Radiation pressure-driven outflows from dusty AGN

TL;DR

This study uses radiation simulations to explore how dust properties and AGN characteristics influence radiation pressure-driven outflows from supermassive black holes, revealing key factors affecting AGN feedback and outflow boundaries.

Contribution

It provides a detailed analysis of how dust abundance, AGN properties, and other factors affect radiation-driven outflows using CLOUDY simulations, highlighting the dominant role of dust in feedback processes.

Findings

Dust abundance significantly impacts feedback efficiency.

Inner radius and shell width have minor effects.

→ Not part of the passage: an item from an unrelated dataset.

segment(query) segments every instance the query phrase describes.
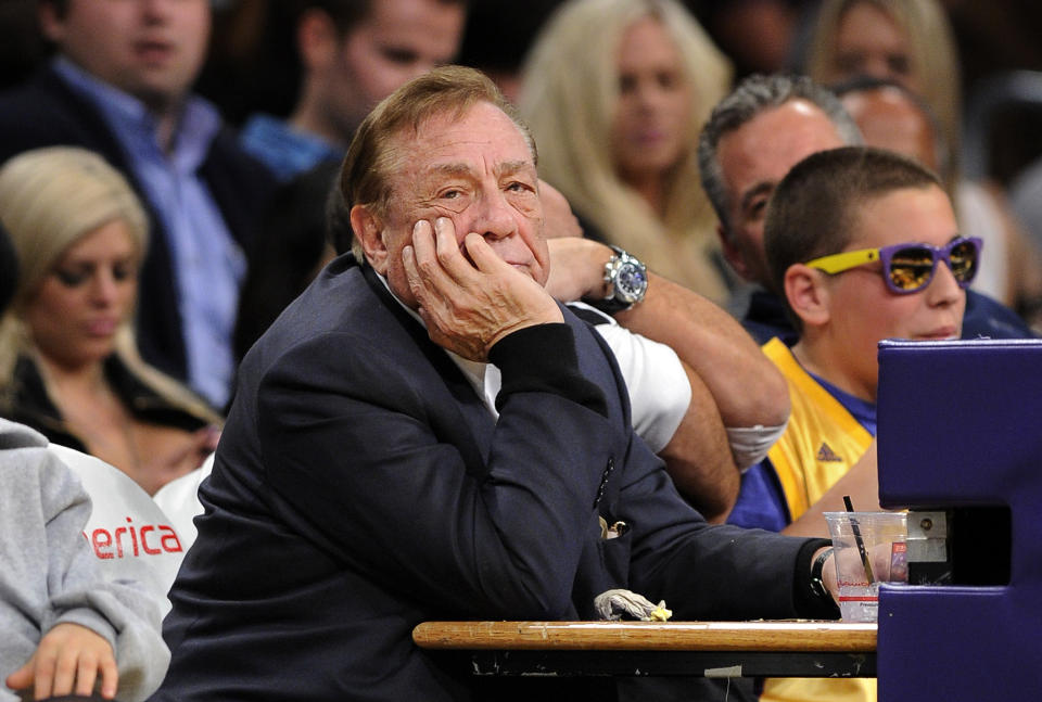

Presence of nuclear star clusters reduces feedback effectiveness.

Abstract

Radiation pressure-driven outflows from luminous accreting supermassive black holes are an important part of active galactic nucleus (AGN) feedback. The effective Eddington limit, based on absorption of radiation by dust, not electron scattering, is revealed in the plane of AGN absorption column density $N_{\mathrm{H}}$ as a function of Eddington fraction $\lambda_{\mathrm{Edd}} = L_{\mathrm{bol}}/L_{\mathrm{Edd}}$, where a lack of objects is seen in the region where the effective limit is exceeded. Here, we conduct radiation simulation using the CLOUDY code to deduce the radiative force applied onto dusty gas at the nucleus and compare to the gravitational force to reveal the outflow region and its boundary with long-lived absorption clouds. We also investigate how the outflow condition is affected by various AGN and dust properties and distribution. As expected, the dust abundance has the largest effect on the $N_{\mathrm{H}} - \lambda_{\mathrm{Edd}}$ diagram since the higher the abundance, the more effective the radiative feedback, while the impact of the inner radius of the dusty gas shell, the shell width and the AGN spectral shape are relatively negligible. The presence of other central masses, such as a nuclear star cluster, can also make the feedback less effective. The AGN spectral energy distribution depends on the mass of the black hole and its spin. Though the effects of the AGN SED on the diagram are relatively small, the fraction of ionizing ultraviolet (UV) photons from the blackbody accretion disc is affected more by black hole mass than spin, and can influence the efficiency of radiation pressure.